I challenge you, I challenge myself, to live with the Biblical definition of beauty written on our minds.

Love for others and love for God. That’s it. That’s all beauty really is.

Don’t Touch My Butt

Though humorous, the question is never easy for me to answer.

“Why’dya touch/hit/grab my butt?!” I’ve heard that question a million times. If I didn’t like being alive so much, I’d answer sarcastically just to hide my blush and/or deep desire to laugh and cry simultaneously.

I tell people not to scare me. It used to be because my epilepsy was a ticking bomb and scaring me made the bomb go off sooner. But I can’t blame this one on my epilepsy. I wish I could. “Sorry, Dude, before I have a seizure, I have to touch someone’s butt.” I’m not a creeper.

Unfortunately, it’s due to the joys of having hyper-tension spastic cerebral palsy. Basically, all that means is the verse that says, “Don’t let your right hand know what your left hand is doing” is quite Biblical in my li’l body. Yep. 

The tension/spasticity  gets worse when I get scared and don’t have time to literally talk my limbs out of moving. I sound like an idiot, but there are days when a siren scares me to death and I can be heard mumbling, “No, no, no. Stay where I put you…” If you ever hear that, just ignore me.

Some days, I think I’ve conquered the whole “be humble and filled with the Holy Spirit” thing. Then I’m reminded by my disobedient limbs that I still have a ways to go. 

It’s moments where the “butt question” is raised where my pride is hurt but my heart is shouting, “Jesus! I don’t want this to be about me… Please. (Make me disappear for 30 seconds).” Being humble is a constant pursuit.
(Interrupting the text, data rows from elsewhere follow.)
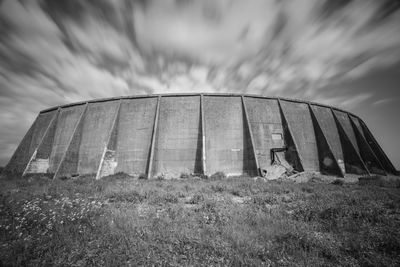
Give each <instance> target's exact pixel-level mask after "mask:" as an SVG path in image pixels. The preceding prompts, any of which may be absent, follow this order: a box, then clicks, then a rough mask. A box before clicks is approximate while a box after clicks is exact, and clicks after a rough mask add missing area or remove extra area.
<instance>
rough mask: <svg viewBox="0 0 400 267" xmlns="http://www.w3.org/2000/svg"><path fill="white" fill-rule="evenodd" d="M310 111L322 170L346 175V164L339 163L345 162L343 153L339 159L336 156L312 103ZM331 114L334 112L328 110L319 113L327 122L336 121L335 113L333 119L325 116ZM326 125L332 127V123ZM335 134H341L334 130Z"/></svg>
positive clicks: (326, 172) (332, 118)
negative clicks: (341, 156) (334, 131)
mask: <svg viewBox="0 0 400 267" xmlns="http://www.w3.org/2000/svg"><path fill="white" fill-rule="evenodd" d="M329 111H330V110H329ZM310 112H311V118H312V121H313V125H314V131H315V138H316V141H317V148H318V158H319V169H320V172H321V173H322V174H327V175H336V176H339V177H344V174H345V172H346V170H345V166H344V164H340V165H339V163H342V162H343V159H342V158H343V155H341V156H342V158H340V159H339V160H338V159H337V157H336V156H335V154H334V152H333V149H332V147H331V144H330V143H329V141H328V138H327V135H326V134H325V132H324V131H323V129H322V127H321V125H320V123H319V121H318V119H317V117H316V114H315V113H316V112H315V111H314V110H313V108H312V107H311V105H310ZM329 114H330V115H332V113H330V112H328V113H325V114H323V113H319V116H320V117H322V118H323V119H324V120H323V122H325V123H327V122H331V123H332V122H333V123H335V121H334V119H333V115H332V119H333V120H332V121H329V119H328V118H329V117H328V116H323V115H329ZM334 125H335V124H334ZM326 126H330V128H331V129H332V124H327V125H324V127H326ZM335 126H336V125H335ZM333 134H334V135H336V136H338V135H339V133H338V132H336V133H334V132H333ZM331 141H332V140H331ZM339 145H340V141H339Z"/></svg>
For whatever reason, my Creator decided I needed my very own, permanently attached reminder.

But I’ve also learned that when all else fails, breathing deep and laughing anyway works better than attempting to explain it away. 
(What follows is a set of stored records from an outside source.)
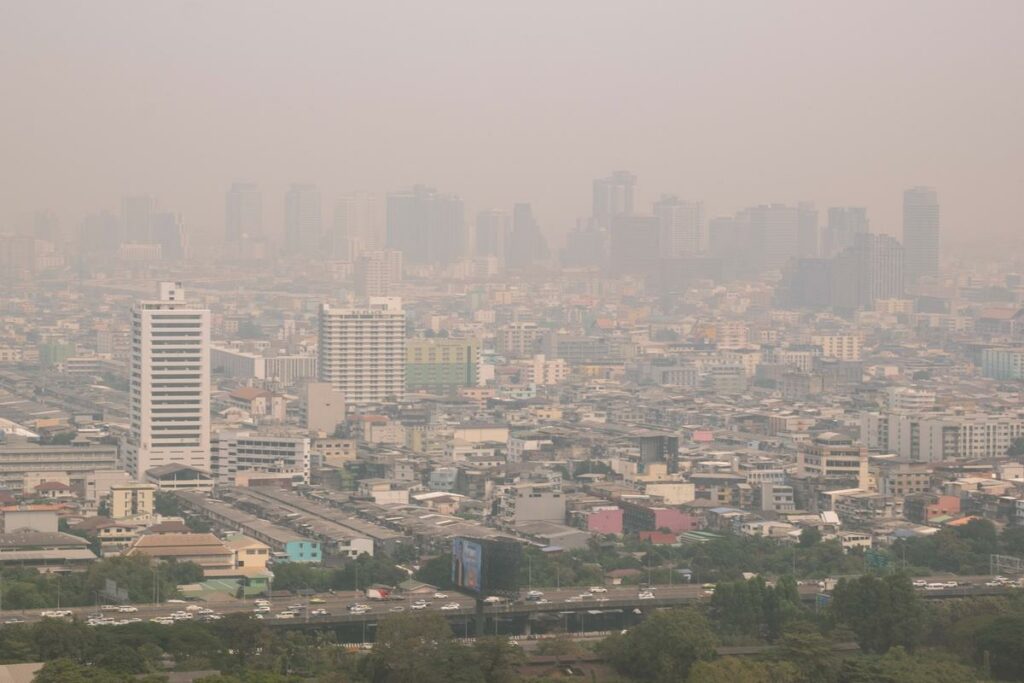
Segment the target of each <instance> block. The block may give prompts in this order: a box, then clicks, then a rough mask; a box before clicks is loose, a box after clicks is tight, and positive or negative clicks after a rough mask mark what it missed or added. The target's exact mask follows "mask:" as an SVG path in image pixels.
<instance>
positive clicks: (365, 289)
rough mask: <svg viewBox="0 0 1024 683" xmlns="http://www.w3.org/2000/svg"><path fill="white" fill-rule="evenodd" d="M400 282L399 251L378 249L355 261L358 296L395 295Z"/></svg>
mask: <svg viewBox="0 0 1024 683" xmlns="http://www.w3.org/2000/svg"><path fill="white" fill-rule="evenodd" d="M400 284H401V252H400V251H398V250H397V249H378V250H374V251H368V252H364V253H362V254H360V255H359V258H358V259H357V260H356V261H355V293H356V294H357V295H358V296H360V297H386V296H395V294H397V291H396V290H397V287H398V286H399V285H400Z"/></svg>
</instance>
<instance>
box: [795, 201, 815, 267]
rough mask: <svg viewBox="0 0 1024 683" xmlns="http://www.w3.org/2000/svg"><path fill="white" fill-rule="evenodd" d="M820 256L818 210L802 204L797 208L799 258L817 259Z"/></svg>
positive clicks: (797, 254)
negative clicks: (816, 256)
mask: <svg viewBox="0 0 1024 683" xmlns="http://www.w3.org/2000/svg"><path fill="white" fill-rule="evenodd" d="M817 255H818V210H817V209H815V208H814V205H813V204H808V203H807V202H801V203H800V204H799V205H798V206H797V257H798V258H815V257H816V256H817Z"/></svg>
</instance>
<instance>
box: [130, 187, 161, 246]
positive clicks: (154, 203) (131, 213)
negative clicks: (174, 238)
mask: <svg viewBox="0 0 1024 683" xmlns="http://www.w3.org/2000/svg"><path fill="white" fill-rule="evenodd" d="M156 211H157V201H156V200H155V199H153V198H152V197H148V196H146V195H136V196H133V197H126V198H124V200H122V202H121V225H122V226H123V227H124V241H125V242H130V243H134V244H150V243H151V242H152V241H153V236H152V223H153V214H154V213H155V212H156Z"/></svg>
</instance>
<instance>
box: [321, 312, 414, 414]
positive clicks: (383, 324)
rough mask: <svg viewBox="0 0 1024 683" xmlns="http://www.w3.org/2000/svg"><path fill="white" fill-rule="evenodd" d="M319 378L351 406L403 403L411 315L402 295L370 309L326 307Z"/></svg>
mask: <svg viewBox="0 0 1024 683" xmlns="http://www.w3.org/2000/svg"><path fill="white" fill-rule="evenodd" d="M319 378H321V381H322V382H328V383H330V384H331V386H333V387H334V388H335V389H337V390H339V391H341V392H342V393H343V394H344V396H345V400H346V401H347V402H348V403H350V404H356V405H358V404H364V403H379V402H385V401H389V400H397V399H400V398H401V396H402V393H403V392H404V389H406V313H404V312H403V311H402V310H401V299H399V298H397V297H370V305H369V306H367V307H366V308H332V307H331V306H330V305H328V304H324V305H323V306H321V314H319Z"/></svg>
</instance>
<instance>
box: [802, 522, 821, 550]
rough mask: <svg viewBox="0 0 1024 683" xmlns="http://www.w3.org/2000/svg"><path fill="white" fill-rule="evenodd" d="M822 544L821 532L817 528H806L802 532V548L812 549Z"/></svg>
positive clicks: (807, 526)
mask: <svg viewBox="0 0 1024 683" xmlns="http://www.w3.org/2000/svg"><path fill="white" fill-rule="evenodd" d="M819 543H821V530H820V529H818V527H817V526H805V527H804V530H803V531H801V532H800V546H801V548H810V547H811V546H815V545H817V544H819Z"/></svg>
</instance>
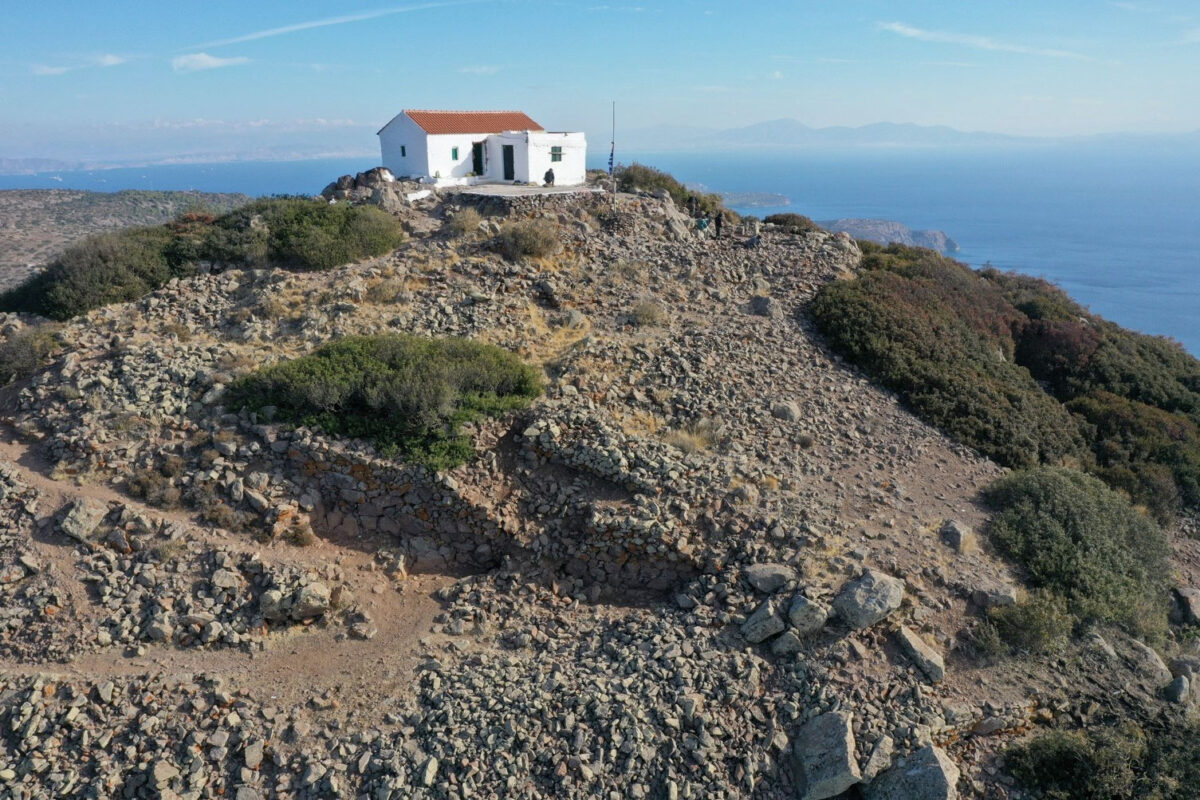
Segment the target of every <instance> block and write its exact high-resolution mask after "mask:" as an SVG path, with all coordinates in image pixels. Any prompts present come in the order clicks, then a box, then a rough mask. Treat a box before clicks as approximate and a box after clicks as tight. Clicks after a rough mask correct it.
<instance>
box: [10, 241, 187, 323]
mask: <svg viewBox="0 0 1200 800" xmlns="http://www.w3.org/2000/svg"><path fill="white" fill-rule="evenodd" d="M169 241H170V231H169V230H168V229H167V228H166V227H158V228H131V229H128V230H122V231H119V233H108V234H100V235H97V236H90V237H88V239H84V240H83V241H80V242H78V243H76V245H72V246H71V247H68V248H67V249H66V251H65V252H64V253H62V254H61V255H59V257H58V258H56V259H54V261H52V263H50V265H49V266H48V267H47V269H46V270H43V271H42V272H40V273H37V275H35V276H32V277H30V278H29V279H28V281H25V282H24V283H22V284H20V285H18V287H16V288H14V289H11V290H8V291H6V293H5V294H4V295H2V296H0V308H2V309H4V311H26V312H31V313H35V314H41V315H42V317H48V318H50V319H60V320H61V319H70V318H71V317H76V315H78V314H82V313H84V312H86V311H90V309H92V308H97V307H100V306H106V305H108V303H113V302H126V301H130V300H137V299H138V297H140V296H143V295H145V294H148V293H150V291H154V290H155V289H157V288H158V287H161V285H162V284H164V283H166V282H167V281H169V279H170V278H172V277H175V276H178V275H185V273H186V272H187V271H188V267H185V266H180V265H172V264H170V261H169V260H168V258H167V254H166V249H167V245H168V242H169Z"/></svg>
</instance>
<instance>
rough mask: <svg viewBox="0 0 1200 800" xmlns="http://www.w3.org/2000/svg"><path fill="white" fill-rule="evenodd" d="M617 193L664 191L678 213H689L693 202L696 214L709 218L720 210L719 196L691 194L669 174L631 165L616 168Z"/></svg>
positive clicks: (701, 194)
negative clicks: (669, 194) (671, 199)
mask: <svg viewBox="0 0 1200 800" xmlns="http://www.w3.org/2000/svg"><path fill="white" fill-rule="evenodd" d="M616 178H617V191H619V192H656V191H659V190H666V191H667V193H668V194H670V196H671V199H672V201H674V204H676V206H677V207H678V209H679V210H680V211H688V212H690V211H691V206H692V200H695V206H696V213H697V215H700V216H710V215H713V213H716V212H719V211H720V210H721V209H722V204H721V196H720V194H707V193H703V192H692V191H691V190H689V188H688V187H686V186H684V185H683V184H680V182H679V181H677V180H676V179H674V178H673V176H672V175H671V174H670V173H665V172H662V170H661V169H655V168H654V167H647V166H644V164H638V163H636V162H635V163H632V164H629V166H628V167H626V166H624V164H622V166H619V167H617V170H616Z"/></svg>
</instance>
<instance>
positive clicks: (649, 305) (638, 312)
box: [629, 300, 667, 327]
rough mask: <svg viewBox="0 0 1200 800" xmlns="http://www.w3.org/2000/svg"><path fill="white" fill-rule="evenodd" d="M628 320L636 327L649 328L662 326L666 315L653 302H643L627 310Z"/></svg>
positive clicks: (649, 300) (646, 300) (658, 306)
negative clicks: (655, 325)
mask: <svg viewBox="0 0 1200 800" xmlns="http://www.w3.org/2000/svg"><path fill="white" fill-rule="evenodd" d="M629 319H630V321H631V323H634V325H636V326H638V327H650V326H654V325H661V324H664V323H665V321H666V320H667V313H666V312H665V311H664V309H662V306H660V305H659V303H656V302H654V301H653V300H643V301H642V302H638V303H636V305H635V306H634V307H632V308H630V309H629Z"/></svg>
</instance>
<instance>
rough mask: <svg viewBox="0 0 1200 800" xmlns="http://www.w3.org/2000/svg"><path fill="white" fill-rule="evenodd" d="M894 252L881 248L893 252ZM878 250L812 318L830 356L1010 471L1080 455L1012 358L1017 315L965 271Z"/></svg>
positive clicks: (1074, 429) (1033, 382)
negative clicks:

Heck, what else am I gonna do?

Value More Than Love

If I’m not leading with a joke about my half-brain, quirky limp or down right weird spastic right arm, something is seriously wrong with me. 

Not kidding… If my circumstantial frustration isn’t followed up with a quip, I must be dead.

This week was different, though. This week, I fought with a vengeance to hide my shortcomings. This week, when my loved ones joked about my half-brain, instead of joining in on the fun, I silently begged God to remind me what it meant to be loving. I knew my fun-loving attitude would come back eventually, but for some (unknown and short-lived) reason this week, with every joke, my heart whispered only one thing:

What is my value, then?

My heart’s poorly timed dilemma this week took me on a totally different view of God’s love and His creation.

In Genesis, when God created both man and woman, He pronounced them “Good.” He didn’t pronounce “I love you.”

He saw in them value — whether Adam and Eve exuded perfection or not was not the issue, He spoke value over them, anyway. He looked them in the eye and said one word, “Good.”

I wonder, did Adam and Eve learn to love their Maker because He did not spare a moment in speaking of their value? Did they fall in love with Him, learn how to trust Him, because they knew their value in His eyes? 

Is it possible His love for them wasn’t questioned simply because they saw love in the value He placed on them?

I wonder how many times we say “I love you” simply because it’s culturally relevant and expected. Though it’s an excellent aspect to share (I really love love, I promise), how many of us ask to hear “I love you” and really what we’re asking is affirmation of our value?

How many of us assume that everyone knows their value when in reality, God is asking us to be His voice for them because the world has deluded their ability to hear their value and believe it’s actually theirs?

Sometimes, proclamations of value speak louder than reminders of love.